The Braves almost got no-hit by Scott Olsen and were recently no-hit by Ubaldo Jimenez. Are you concerned about the offense?

I think they’ll score enough runs to contend.  Some guys aren’t producing, and that’s mostly a function of poor luck on balls in play.  But it’s not a particularly good offense.

Is Chipper Jones simply a singles hitter now? He has a .375 SLG and just 2 HR.

Well, he’s 38 years old and his bat isn’t as quick as it used to be.  I wouldn’t say he’s a singles hitter, he’s still capable of driving the ball.  I don’t think we’ll ever see him post an ISO of .200+ again, though.

The bullpen has performed well as expected. The rotation is another story. After Hanson and Hudson, it seems like Braves fans are praying harder for the back of the rotation than Phillies fans. What do you make of what was perceived to be the Braves’ biggest strength going into the season?

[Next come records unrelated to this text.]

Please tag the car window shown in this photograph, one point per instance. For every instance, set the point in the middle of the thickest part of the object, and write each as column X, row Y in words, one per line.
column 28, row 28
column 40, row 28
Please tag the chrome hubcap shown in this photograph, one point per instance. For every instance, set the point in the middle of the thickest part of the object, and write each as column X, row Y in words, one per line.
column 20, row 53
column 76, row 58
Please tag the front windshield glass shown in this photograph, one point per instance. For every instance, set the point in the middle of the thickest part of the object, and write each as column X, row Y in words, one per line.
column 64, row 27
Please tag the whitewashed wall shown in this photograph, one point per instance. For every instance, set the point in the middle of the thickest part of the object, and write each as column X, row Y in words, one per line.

Jurrjens had been a wreck mostly due to injuries.  Lowe and Kawakami have been just awful.  Hudson hasn’t been that good, either–his strikeout and walk rates concern me.  Quite simply, they’re going to need to get more from the rotation.  The guys they have are capable of pitching well, but if they don’t the team better make some changes–they can’t contend with Hanson and 4 below-average starters.  Kris Medlen will make his first start of the season on Saturday and I wouldn’t be surprised if he pitches well enough to make it impossible for the Braves to move him back to the bullpen when Jurrjens returns.  People easily forget that before they were called up last year, Medlen was decidedly out-pitching Tommy Hanson.

Last Saturday, you used some math to show that the Braves weren’t as bad as they appeared. Do you still buy that?

Of course.  They’re a better team that their record indicates, I knew that before I started writing the article.  All the Base Runs stuff did was demonstrate they’ve also played better than their record.

What can the Braves do to improve the team by August 1? Any other Jason Heywards waiting in AAA?

Well, unfortunately, there’s not another Jason Heyward anywhere.  Their top position player prospect–Freddie Freeman–may eventually get the call to play 1B if Troy Glaus doesn’t turn it around.  Jordan Schafer is rehabbing in Rome right now and once he shows he’s ready, he’ll be the club’s every day center fielder.  They might have to dip into their bag of prospects to acquire a starting pitcher, left fielder, or first baseman in order to stay in the race, though.

. . .

A doff of the cap to Peter for his insight on the Braves. Make sure you stop by Capitol Avenue Club for anything Braves-related. Peter is dealing with the death of his computer, so you may want to stop by and console him.

The Phillies appear to have gotten lucky with the pitching match-ups as they will miss both of the starters, Hudson and Hanson, who are actually producing this year for the Braves. However, Chase Utley is the only Phillie who has hit Derek Lowe with any kind of authority, with a 1.204 OPS in 27 plate appearances. Everyone else has a sub-.625 OPS. The Phillies have hit Kenshin Kawakamhi hard in limited opportunities. Current Phillies have nine hits in 34 total plate appearances against Kris Medlen. Ryan Howard has the only extra-base hit, a home run.